As for Karabakh, in April 1995 the government in Stepanakert estimated that the war has caused an estimated $2.5 billion damage to its economy and infrastructure. Unlike Azerbaijan, Karabakh's economy is shrinking, and its relies heavily on Yerevan for financial assistance. Its state budget for 1997 is $20 million, $13 million of which will come from Armenia in the form of long-term credit, to cover basic needs such as social welfare, education and health.

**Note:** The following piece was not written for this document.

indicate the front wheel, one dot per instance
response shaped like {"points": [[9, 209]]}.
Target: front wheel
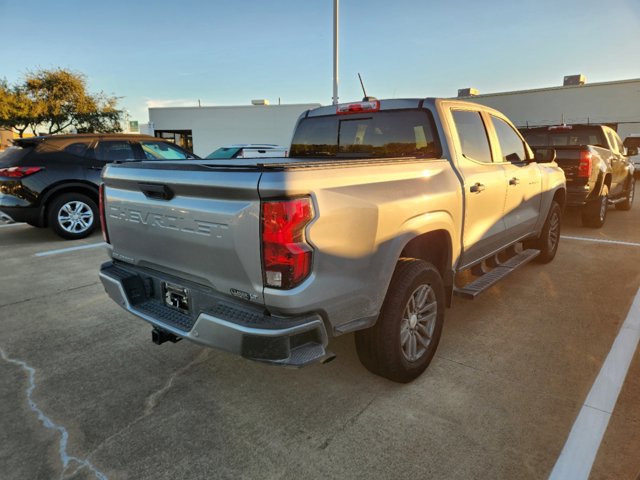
{"points": [[595, 213], [73, 215], [403, 342], [628, 200]]}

Despite recent military tension, a return to open hostilities between Armenians and Azerbaijanis remains unlikely for now. Each side know that any offensive attack would entail heavy losses and very few gains and that it would also threaten both Armenia's fragile economic recovery and the prospective oil-based boom in Azerbaijan.

The OSCE will continue to serve as the primary forum for the negotiations. But it seems that Russian and US influence, exercised through the triumvirate chairmanship, will provide the most likely means to bring the conflicting sides to compromise positions and the road to agreement.


*Hratch Tchilingirian is a Ph.D. Candidate at the London School of Economics.